Several joins in Spark SQL

Source: Internet
Author: User

1. Small Table pair large table (broadcast join)

Distributes data from small tables to each node for use by large tables. Executor stores all the data for a small table, sacrificing space for a certain amount of time, in exchange for shuffle operations, which is called broadcast Join in Sparksql.

The conditions for broadcast join are as follows:

* The broadcast table needs to be less than the value configured by Spark.sql.autoBroadcastJoinThreshold, which defaults to 10M (or hint with broadcast join)

* The base table cannot be broadcast, such as a left outer join, only the right table can be broadcast

2.Shuffle Hash Join

Because the broadcast table is first collect to the driver segment and then distributed redundantly to each executor, when the table is larger, the use of the broadcast join can cause greater pressure on the driver and executor ends.

Spark can divide large quantities of data into small, n-smaller datasets for parallel computation in the form of partitioning.

By using the same principle of the same inevitable partitioning of key, Sparksql divides the joins of the larger table into n partitions, and then hashes the data corresponding to the partitions in two tables.

This reduces the pressure on the driver broadcast side table to some extent, and also reduces the memory consumption of the executor end to the entire broadcast table.

*shuffle Hash join is divided into two steps:

The two tables are re-partitioned by the join keys, that is, shuffle, to allow records with the same join keys value to be divided into corresponding partitions

Joins the data in the corresponding partition, where the small table partition is constructed as a hash table and then matched according to the join keys value recorded in the large table partition

The *shuffle Hash join has the following conditions:

The average size of the partition does not exceed the value configured by Spark.sql.autoBroadcastJoinThreshold, which is 10M by default

When a base table cannot be broadcast, such as a left outer join, only the right table can be broadcast

One side of the table to be significantly smaller than the other side, the small side will be broadcast (significantly less than the definition is 3 times times smaller, here is the experience)

3. Large table to large table (Sort Merge Join)

The two tables were re-shuffle by the join keys to ensure that records with the same join keys value were divided into the corresponding partitions.

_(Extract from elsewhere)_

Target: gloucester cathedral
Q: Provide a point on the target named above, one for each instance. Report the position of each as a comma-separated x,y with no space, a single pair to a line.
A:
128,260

After partitioning, the data within each partition is sorted, sorted, and then connected to the records in the corresponding partition

Because two sequences are ordered, traverse from the beginning, hit the same key on the output, if different, the left side of the small continue to take the left, and vice versa to the right (that is, to get lost)

Several joins in Spark SQL

Contact Us

The content source of this page is from Internet, which doesn't represent Alibaba Cloud's opinion; products and services mentioned on that page don't have any relationship with Alibaba Cloud. If the content of the page makes you feel confusing, please write us an email, we will handle the problem within 5 days after receiving your email.

If you find any instances of plagiarism from the community, please send an email to: info-contact@alibabacloud.com and provide relevant evidence. A staff member will contact you within 5 working days.

A Free Trial That Lets You Build Big!

Start building with 50+ products and up to 12 months usage for Elastic Compute Service

  • Sales Support

    1 on 1 presale consultation

  • After-Sales Support

    24/7 Technical Support 6 Free Tickets per Quarter Faster Response

  • Alibaba Cloud offers highly flexible support services tailored to meet your exact needs.